Wednesday, April 25, 2012

Simultaneously plot LTT from multiple trees in a "multiPhylo" object

Frank Burbrink asked:

is there an existing function to ltt.plot a Pp distriubtion of trees?

This already exists in the ape package (for ultrametric trees only) in the function mltt.plot. I have also added it to the phytools function ltt.

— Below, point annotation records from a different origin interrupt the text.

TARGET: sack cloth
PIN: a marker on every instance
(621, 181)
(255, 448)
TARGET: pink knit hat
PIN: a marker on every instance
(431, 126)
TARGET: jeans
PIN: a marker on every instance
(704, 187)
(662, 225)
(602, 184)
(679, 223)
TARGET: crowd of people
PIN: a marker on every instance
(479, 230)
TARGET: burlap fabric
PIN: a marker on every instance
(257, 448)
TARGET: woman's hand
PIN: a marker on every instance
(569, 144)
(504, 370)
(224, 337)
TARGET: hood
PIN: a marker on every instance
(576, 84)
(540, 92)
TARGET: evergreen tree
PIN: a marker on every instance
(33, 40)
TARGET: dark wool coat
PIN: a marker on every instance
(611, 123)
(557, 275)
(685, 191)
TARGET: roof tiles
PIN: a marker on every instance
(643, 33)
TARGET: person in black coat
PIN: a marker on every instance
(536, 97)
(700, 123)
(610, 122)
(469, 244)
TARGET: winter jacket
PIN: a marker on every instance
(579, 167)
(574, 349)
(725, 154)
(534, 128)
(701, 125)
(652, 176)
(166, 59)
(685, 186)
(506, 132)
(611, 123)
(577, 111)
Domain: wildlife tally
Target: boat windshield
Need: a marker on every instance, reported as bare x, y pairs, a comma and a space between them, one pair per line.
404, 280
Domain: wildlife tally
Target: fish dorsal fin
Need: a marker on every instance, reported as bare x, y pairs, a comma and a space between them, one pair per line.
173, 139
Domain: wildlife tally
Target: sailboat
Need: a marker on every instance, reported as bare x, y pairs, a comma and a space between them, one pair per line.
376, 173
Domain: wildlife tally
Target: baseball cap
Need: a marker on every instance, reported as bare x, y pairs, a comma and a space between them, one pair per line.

This was pretty straightforward to do, I just added code in the following general form to deal with the input of multiple trees in the form of an object of class "multiPhylo":

if(class(tree)=="multiPhylo"){
   X<-lapply(tree,ltt,plot=FALSE,drop.extinct=drop.extinct, log.lineages=log.lineages,gamma=gamma)
   max.lineages<-max(sapply(X,function(y) max(y$ltt)))
   ...
   if(plot==TRUE){
      ...
   }
   return(X)
} else {
   ...

I have posted the code online here. I will also include it in the next version of phytools.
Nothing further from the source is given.